HR-SR Net: Enhancing Wildfire Monitoring Through a Hybrid Residual Upscaling Approach of Super-Resolution and Weighting-Sum-Inject of Burned Area Indicators Into Remote Sensing Image Bands
Author(s) -
Mohammad Esmaeili,
Dariush Abbasi-Moghadam,
Alireza Sharifi
Publication year - 2025
Publication title -
ieee journal of selected topics in applied earth observations and remote sensing
Language(s) - English
Resource type - Magazines
SCImago Journal Rank - 1.246
H-Index - 88
eISSN - 2151-1535
pISSN - 1939-1404
DOI - 10.1109/jstars.2025.3613345
Subject(s) - geoscience , signal processing and analysis , power, energy and industry applications
The spatial resolution of multispectral satellite imagery often limits its utility for precise environmental monitoring applications, such as detailed mapping of burned areas after wildfires. To address this, we propose a novel hybrid deep learning architecture, the High-Resolution Super-Resolution Network (HR-SR Net), for 4x super-resolution of Sentinel-2 imagery. The HR-SR Net integrates a parallel encoder comprising a 3D depth-wise convolutional neural network (CNN) and a Swin Transformer block to synergistically extract both local spatial features and global contextual dependencies. A key innovation is the Weighted Sum Injection (WSI) of burned area indices, which guides the network to prioritize semantically relevant features during reconstruction. Furthermore, a Residual Cubic Gabor-Wavelet Filter (RCGWF) module is incorporated to enhance input data quality by suppressing noise and emphasizing critical textural details. The model was trained and evaluated on a benchmark dataset of Sentinel-2 imagery from a fire-affected region in Uzbekistan.
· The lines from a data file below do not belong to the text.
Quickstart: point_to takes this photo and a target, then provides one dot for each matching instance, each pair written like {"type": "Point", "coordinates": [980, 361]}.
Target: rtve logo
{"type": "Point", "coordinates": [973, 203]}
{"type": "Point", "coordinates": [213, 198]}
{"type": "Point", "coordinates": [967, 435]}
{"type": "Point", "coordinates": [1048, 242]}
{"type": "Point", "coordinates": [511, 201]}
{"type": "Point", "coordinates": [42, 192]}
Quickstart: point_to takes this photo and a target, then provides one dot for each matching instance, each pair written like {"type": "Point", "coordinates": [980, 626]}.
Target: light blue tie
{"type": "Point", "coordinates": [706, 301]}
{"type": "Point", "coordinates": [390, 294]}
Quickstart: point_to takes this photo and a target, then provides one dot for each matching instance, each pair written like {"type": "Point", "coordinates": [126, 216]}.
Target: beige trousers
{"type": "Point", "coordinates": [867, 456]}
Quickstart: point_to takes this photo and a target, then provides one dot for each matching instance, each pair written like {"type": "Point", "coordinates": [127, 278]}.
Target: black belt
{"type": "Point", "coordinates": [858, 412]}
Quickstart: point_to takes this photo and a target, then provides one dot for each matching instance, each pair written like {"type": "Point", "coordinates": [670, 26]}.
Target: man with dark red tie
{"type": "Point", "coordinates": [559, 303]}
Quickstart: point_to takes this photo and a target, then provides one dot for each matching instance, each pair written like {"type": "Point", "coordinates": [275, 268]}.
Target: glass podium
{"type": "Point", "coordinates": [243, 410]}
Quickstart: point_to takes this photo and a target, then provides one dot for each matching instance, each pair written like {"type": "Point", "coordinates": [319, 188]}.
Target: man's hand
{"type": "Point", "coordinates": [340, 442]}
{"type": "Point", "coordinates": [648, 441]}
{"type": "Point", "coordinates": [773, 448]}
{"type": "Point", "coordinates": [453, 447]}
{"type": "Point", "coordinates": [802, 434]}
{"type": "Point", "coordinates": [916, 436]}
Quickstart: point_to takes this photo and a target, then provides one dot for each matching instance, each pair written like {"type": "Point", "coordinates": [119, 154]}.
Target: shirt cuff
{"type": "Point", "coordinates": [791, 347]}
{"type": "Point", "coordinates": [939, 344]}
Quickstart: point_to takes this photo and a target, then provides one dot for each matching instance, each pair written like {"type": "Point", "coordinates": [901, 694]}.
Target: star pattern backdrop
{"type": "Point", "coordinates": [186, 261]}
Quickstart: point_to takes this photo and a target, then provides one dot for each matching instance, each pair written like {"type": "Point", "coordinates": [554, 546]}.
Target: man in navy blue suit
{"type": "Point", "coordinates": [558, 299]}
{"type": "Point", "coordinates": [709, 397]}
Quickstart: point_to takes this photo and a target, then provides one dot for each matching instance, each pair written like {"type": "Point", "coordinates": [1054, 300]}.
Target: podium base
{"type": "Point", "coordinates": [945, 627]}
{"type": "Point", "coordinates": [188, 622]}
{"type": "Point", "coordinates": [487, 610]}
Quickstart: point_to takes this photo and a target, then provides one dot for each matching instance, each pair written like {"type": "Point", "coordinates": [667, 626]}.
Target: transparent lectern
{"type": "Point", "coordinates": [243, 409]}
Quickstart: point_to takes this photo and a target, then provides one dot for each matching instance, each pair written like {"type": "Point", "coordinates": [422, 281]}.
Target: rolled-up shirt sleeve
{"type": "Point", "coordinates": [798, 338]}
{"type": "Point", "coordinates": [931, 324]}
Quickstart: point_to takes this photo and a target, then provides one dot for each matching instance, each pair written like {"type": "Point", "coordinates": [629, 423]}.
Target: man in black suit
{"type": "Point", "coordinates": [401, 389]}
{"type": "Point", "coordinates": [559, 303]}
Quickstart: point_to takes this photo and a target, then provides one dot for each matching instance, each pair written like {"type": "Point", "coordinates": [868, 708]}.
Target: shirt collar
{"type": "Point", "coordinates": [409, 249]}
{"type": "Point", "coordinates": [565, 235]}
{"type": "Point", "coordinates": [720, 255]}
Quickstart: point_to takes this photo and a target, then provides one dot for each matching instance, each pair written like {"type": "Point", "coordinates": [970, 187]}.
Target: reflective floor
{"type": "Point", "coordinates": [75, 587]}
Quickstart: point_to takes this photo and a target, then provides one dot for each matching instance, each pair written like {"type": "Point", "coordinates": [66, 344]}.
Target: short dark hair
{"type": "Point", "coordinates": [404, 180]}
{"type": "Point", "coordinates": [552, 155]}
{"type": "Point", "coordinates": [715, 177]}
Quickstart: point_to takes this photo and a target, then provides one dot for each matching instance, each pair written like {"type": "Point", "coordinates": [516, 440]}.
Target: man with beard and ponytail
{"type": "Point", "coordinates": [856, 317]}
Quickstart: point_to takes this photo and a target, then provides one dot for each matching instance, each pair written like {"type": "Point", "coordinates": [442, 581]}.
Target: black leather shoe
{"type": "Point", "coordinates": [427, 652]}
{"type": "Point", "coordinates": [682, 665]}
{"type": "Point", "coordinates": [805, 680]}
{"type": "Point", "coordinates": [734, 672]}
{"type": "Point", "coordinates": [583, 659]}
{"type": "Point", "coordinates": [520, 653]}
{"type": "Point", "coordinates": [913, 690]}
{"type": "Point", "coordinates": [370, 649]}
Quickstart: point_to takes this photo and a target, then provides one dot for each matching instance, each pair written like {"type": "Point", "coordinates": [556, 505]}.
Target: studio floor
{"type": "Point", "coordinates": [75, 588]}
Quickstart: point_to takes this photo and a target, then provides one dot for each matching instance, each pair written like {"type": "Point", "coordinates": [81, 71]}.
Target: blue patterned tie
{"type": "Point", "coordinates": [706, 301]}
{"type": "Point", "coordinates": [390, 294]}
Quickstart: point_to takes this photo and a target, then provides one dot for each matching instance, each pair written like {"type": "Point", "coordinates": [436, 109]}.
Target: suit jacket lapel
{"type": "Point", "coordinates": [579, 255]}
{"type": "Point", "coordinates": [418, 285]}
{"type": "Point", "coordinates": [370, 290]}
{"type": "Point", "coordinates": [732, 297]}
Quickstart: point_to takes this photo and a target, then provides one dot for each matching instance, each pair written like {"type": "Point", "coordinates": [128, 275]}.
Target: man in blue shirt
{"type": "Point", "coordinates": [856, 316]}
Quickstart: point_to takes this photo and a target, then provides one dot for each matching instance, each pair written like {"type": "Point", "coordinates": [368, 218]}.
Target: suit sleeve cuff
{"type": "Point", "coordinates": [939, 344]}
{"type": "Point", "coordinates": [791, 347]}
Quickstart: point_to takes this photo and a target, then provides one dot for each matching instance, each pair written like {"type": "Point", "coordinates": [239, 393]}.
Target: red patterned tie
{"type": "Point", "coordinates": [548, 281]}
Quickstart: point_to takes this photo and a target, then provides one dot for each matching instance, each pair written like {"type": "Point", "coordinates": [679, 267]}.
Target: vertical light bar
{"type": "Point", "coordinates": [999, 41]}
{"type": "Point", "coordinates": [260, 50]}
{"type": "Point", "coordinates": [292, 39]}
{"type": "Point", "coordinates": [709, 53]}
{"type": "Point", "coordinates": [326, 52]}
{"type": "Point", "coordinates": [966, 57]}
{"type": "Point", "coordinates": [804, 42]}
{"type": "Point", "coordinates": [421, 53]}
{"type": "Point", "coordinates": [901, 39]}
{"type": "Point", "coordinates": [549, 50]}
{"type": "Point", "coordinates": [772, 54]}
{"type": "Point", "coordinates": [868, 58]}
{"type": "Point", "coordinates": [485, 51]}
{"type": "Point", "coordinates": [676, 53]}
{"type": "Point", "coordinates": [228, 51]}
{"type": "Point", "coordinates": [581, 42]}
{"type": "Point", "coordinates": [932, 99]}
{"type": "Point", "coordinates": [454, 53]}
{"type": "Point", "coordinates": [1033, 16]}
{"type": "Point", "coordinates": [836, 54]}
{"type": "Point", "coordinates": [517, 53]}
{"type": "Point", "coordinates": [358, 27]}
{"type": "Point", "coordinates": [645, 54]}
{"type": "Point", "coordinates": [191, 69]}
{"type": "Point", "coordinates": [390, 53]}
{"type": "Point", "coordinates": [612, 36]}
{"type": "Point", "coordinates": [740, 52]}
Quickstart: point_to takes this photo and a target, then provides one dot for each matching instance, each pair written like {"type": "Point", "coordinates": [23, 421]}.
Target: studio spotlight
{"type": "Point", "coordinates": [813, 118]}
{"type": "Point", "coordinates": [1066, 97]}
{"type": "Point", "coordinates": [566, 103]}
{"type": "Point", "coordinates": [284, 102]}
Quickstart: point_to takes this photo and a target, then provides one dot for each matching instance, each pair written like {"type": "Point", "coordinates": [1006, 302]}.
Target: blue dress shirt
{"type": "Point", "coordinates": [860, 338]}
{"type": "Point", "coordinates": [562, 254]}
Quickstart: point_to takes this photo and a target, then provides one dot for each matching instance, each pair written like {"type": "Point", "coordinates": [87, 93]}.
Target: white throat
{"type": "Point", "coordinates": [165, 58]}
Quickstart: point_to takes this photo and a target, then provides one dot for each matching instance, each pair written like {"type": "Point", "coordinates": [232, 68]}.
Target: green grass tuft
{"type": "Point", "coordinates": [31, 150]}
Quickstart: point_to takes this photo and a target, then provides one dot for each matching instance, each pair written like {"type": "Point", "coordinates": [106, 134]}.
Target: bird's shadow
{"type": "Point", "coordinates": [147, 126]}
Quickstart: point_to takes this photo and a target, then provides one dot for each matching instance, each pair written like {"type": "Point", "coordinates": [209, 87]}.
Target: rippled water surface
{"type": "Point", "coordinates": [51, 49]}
Comprehensive experiments demonstrate that HR-SR Net sets a new state-of-the-art, achieving a Peak Signal-to-Noise Ratio (PSNR) of 45.72 dB and a Structural Similarity Index Measure (SSIM) of 95.63%, significantly outperforming a wide range of classical and deep learning-based super-resolution methods. The results confirm the model's robustness and its potential for generating high-fidelity, ultra-resolution imagery to support accurate post-fire assessment and monitoring.